Allergen ist nicht gleich Allergen. Prof. Hans Steinhart, Lehrstuhl für Lebensmittelchemie an der Universität Hamburg, erklärte, dass nur die ganz bestimmte Anordnung der Aminosäuren in einem Lebensmittel für eine Allergie verantwortlich ist. Allerdings kann die Aneinanderreihung der Aminosäuren durch Bearbeitung in der Produktion oder in der Küche verändert werden. Rohe Früchte sind für viele Apfelallergiker nicht geeignet. Werden die Äpfel vor dem Verzehr gekocht, haben die Betroffenen keine Probleme. "Deshalb ist Apfelmus meist allergenfrei", so Steinhart in seinen Ausführungen. Die Allergie hervorrufenden Eiweißbausteine werden durch das Kochen der Äpfel zerstört oder verändert und sind daher für den Allergiker nicht mehr gefährlich.

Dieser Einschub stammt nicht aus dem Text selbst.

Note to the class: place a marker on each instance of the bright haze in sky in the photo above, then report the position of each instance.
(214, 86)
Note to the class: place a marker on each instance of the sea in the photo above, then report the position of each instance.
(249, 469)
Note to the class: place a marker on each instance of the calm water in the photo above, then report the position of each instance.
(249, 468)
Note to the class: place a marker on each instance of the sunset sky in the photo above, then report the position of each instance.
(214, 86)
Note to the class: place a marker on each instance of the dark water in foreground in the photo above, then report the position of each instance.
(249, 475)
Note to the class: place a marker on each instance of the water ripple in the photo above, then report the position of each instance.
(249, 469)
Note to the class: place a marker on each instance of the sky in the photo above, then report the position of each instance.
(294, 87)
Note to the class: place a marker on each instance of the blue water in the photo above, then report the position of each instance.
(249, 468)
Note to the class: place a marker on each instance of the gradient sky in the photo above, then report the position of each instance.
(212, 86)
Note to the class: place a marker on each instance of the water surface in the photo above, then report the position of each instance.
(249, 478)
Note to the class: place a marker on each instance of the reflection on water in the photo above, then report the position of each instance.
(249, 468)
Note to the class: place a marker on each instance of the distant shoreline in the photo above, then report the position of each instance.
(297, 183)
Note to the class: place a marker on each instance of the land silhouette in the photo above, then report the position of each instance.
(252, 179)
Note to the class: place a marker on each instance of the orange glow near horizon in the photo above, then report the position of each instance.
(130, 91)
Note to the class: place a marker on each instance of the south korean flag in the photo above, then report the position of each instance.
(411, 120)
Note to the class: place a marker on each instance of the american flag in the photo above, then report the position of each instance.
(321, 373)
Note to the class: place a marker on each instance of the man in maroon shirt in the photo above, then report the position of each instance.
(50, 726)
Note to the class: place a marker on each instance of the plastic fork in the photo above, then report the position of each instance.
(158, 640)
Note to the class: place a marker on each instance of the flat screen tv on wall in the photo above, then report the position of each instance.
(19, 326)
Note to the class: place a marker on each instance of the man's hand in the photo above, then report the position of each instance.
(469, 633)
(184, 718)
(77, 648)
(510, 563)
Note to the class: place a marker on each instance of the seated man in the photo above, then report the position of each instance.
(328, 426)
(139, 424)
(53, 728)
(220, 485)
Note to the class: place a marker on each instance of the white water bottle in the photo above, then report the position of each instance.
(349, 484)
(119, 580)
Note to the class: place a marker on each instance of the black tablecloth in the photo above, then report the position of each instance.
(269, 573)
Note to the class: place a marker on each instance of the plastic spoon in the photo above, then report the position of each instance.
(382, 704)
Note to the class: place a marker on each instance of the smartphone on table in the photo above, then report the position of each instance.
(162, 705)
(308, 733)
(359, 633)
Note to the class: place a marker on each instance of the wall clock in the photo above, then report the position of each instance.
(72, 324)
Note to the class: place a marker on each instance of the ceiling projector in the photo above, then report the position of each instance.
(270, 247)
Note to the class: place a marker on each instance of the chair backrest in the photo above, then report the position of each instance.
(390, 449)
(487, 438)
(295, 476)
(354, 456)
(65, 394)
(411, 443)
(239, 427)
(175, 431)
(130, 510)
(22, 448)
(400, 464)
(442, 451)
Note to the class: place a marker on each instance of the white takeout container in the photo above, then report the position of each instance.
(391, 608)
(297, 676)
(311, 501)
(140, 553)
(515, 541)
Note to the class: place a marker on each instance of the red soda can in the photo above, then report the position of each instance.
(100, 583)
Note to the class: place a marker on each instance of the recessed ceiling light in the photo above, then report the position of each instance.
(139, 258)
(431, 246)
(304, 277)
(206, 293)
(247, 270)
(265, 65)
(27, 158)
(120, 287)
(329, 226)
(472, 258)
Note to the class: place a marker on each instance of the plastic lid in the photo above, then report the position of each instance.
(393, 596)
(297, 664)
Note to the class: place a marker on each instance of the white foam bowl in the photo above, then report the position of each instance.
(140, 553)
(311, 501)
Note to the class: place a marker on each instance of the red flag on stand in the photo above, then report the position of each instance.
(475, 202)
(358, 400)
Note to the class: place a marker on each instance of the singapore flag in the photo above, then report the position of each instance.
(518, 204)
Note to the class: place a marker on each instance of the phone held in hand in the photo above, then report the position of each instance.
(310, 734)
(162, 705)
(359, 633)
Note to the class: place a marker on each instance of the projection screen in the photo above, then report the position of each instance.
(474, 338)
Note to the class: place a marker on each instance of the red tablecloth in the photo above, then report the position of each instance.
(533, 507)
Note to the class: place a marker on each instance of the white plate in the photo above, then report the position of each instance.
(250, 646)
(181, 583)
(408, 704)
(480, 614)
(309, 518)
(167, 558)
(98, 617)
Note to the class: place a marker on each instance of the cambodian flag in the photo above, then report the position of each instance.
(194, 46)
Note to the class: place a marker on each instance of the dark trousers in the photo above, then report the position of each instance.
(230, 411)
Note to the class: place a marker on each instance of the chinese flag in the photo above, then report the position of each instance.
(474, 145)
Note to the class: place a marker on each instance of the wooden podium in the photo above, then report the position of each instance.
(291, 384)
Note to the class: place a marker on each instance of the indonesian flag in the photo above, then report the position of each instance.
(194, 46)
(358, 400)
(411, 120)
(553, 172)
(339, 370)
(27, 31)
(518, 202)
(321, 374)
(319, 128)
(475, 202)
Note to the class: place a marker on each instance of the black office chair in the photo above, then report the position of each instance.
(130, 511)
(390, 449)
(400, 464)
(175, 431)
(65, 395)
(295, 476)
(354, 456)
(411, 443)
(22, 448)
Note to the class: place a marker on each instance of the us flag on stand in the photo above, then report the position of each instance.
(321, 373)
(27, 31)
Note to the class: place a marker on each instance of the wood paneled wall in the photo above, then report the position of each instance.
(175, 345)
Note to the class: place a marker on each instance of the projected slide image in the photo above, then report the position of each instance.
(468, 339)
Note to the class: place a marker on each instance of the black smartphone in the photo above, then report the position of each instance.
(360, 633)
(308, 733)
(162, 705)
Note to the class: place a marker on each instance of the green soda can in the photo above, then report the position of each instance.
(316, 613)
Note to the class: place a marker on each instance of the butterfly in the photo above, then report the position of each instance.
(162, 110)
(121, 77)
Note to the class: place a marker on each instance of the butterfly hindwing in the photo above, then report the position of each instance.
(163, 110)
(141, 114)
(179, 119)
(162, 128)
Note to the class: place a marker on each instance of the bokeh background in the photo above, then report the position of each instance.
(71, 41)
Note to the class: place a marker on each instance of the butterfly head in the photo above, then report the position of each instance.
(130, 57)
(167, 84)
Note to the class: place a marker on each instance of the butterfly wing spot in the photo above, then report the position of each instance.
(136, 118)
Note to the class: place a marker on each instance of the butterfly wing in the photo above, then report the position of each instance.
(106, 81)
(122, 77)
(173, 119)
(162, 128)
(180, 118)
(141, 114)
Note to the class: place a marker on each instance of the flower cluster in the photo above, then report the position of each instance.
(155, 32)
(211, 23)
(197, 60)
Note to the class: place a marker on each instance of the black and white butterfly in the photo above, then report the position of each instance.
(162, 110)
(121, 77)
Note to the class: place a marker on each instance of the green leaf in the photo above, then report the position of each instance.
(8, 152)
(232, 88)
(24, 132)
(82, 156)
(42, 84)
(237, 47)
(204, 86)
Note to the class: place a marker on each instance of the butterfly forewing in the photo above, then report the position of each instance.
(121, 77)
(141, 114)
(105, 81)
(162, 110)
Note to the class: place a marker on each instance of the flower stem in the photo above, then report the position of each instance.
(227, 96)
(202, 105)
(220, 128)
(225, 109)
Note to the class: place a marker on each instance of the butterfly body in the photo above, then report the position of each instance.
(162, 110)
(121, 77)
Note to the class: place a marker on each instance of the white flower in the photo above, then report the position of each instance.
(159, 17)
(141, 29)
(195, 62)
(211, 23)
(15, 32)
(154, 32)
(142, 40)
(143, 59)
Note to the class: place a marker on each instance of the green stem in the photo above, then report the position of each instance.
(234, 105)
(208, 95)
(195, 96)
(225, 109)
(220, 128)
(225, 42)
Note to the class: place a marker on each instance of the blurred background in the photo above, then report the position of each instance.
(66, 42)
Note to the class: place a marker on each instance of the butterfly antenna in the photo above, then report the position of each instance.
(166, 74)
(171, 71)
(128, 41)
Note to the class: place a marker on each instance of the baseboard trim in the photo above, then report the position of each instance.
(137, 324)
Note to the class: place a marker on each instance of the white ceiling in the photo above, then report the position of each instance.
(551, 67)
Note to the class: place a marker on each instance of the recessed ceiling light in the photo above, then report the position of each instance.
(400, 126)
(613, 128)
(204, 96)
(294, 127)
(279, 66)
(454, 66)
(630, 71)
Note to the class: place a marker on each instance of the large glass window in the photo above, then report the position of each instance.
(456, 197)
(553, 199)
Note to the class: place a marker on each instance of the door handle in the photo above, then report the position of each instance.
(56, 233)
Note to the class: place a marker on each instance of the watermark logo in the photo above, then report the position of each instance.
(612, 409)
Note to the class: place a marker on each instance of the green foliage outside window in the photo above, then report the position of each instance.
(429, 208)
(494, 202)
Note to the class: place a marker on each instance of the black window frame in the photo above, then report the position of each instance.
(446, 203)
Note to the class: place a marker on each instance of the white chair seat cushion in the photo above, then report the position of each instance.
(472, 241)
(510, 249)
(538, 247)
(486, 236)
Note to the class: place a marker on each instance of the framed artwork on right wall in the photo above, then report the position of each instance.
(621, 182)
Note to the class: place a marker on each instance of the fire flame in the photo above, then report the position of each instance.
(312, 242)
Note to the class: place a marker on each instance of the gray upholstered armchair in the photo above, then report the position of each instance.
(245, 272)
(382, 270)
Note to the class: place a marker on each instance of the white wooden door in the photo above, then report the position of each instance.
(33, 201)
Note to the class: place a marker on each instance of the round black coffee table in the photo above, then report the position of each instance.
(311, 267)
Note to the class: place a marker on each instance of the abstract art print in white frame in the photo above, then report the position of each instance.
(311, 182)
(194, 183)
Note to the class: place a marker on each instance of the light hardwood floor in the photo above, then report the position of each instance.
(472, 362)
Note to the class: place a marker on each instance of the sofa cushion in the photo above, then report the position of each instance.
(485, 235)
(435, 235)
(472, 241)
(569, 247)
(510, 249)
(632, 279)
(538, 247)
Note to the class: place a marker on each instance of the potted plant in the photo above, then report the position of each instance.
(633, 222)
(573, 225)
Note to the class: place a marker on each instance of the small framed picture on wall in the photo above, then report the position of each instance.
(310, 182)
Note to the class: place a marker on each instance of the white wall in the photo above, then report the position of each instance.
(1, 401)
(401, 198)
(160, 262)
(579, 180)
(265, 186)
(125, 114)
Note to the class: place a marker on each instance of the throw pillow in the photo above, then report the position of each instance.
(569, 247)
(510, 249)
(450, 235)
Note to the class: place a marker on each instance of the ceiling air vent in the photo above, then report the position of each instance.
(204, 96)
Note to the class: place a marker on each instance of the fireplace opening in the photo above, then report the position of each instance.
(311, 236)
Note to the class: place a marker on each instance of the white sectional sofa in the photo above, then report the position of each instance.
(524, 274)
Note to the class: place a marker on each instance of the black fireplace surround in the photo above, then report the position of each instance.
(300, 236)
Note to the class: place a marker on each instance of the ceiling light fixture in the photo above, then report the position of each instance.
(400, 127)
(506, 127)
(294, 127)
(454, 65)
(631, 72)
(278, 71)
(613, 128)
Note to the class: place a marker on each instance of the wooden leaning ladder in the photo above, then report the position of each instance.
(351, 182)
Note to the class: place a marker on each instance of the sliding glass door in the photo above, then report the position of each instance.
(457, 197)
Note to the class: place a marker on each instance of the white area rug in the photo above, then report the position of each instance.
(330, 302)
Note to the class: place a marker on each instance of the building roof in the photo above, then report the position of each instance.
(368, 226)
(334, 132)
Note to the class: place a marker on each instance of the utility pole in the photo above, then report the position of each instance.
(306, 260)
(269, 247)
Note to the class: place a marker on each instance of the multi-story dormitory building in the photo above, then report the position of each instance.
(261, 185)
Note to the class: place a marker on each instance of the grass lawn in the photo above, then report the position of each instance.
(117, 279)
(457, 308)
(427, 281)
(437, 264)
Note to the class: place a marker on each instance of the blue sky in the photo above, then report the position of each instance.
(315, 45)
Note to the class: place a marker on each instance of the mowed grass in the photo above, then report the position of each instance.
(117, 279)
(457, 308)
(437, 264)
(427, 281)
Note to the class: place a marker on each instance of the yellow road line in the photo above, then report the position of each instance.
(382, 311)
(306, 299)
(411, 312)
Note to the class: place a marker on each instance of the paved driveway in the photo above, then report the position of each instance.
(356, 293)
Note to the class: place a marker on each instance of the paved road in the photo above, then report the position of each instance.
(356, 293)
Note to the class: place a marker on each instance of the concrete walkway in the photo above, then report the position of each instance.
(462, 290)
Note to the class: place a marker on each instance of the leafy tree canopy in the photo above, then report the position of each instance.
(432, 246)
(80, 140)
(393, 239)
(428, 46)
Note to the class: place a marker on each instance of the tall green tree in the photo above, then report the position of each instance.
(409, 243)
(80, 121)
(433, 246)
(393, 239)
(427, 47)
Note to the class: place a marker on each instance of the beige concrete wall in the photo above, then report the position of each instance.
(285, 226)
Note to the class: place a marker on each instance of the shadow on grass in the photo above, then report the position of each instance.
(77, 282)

Pestizide, die wir unwissentlich mit Obst zu uns nehmen, stellen nach diversen Publikationen eine weitere Belastung unseres inneren Milieus dar, wobei die Wirkung dieser körperfremden Chemikalien und ihre gegenseitigen Interaktionen größtenteils undurchsichtig sind. Hier hilft nur die Unterstützung des ökologischen Landbaus durch gezielten Einkauf ungespritzter Lebensmittel. Auch aus diesem Grund wird in der Streuobstwiese des BUND Lemgo keinerlei Chemie eingesetzt.
Das Problem mit den neuen Apfelsorten
Was den Obst-Fans das Wasser im Munde zusammenlaufen lässt, können viele Allergiker nur mit Wehmut betrachten. Für sie kann der Verzehr von Äpfeln zur Qual werden. Warum die Früchte allergische Reaktionen auslösen, wollten Wissenschaftler der Universität Hohenheim wissen.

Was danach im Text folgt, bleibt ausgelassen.